Defaults & UI: `.queryOptions` / `.pageQueryOptions` / `.componentQueryOptions`
/ `.layoutQueryOptions` / `.mutationOptions` / `.infiniteQueryOptions`,
`.fetchOptions` — all server-and-client. `.openapi` is server-only. `.loading` /
`.error` (and per-state variants) are server-ssr-and-client. `.scrollPosition` /
`.scrollRestore` are cut from the server bundle — body and imports removed
(client-only; see [navigation](navigation)). `.onPrefetchPage` is
**server-and-client** — it runs on the client during prefetch and on the server
before the first render; `.serverOnPrefetchPage` (server-only) /
`.clientOnPrefetchPage` (client-only) pin it to one side.
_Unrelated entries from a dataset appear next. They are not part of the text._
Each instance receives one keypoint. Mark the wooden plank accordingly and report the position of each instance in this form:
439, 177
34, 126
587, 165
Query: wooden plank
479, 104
Events & meta: `.on` / `.use` config (server-and-client), `.serverOn`
(server-only), `.clientOn` (client-only), `.clientOnly` (the switch — flips the
rest of the chain to behave as `ssr:false`), `.tag` (server-and-client),
`.description` (server-only).

**Not available on a plugin:** `.params`, `.loader`, `.clientLoader`, `.mapper`,
`.head`, `.query`, `.layout`, `.transformer`, `.serverUrl` / `.clientUrl` /
`.basePath`, `.prefetchPageOnNavigate` / `.prefetchPageOnLinkHover`. A plugin
contributes methods; it never _is_ a mountable or routable point.

### Where `.use()` applies

`.use(plugin)` is on every point with a setup stage: `root`, `base`, `page`,
`layout`, `component`, `provider`, `query`, `infiniteQuery`, `mutation`,
`action`, and `plugin`. It must come before the point is finalized — it's a
setup-stage method, so it's a type error after `.loader()` or once the point is
closed.

When two plugins (or a plugin and its consumer) declare the same input key, the
schemas merge by key: a plugin can only narrow a key, never widen it, and the
type rejects a widening or a kind clash.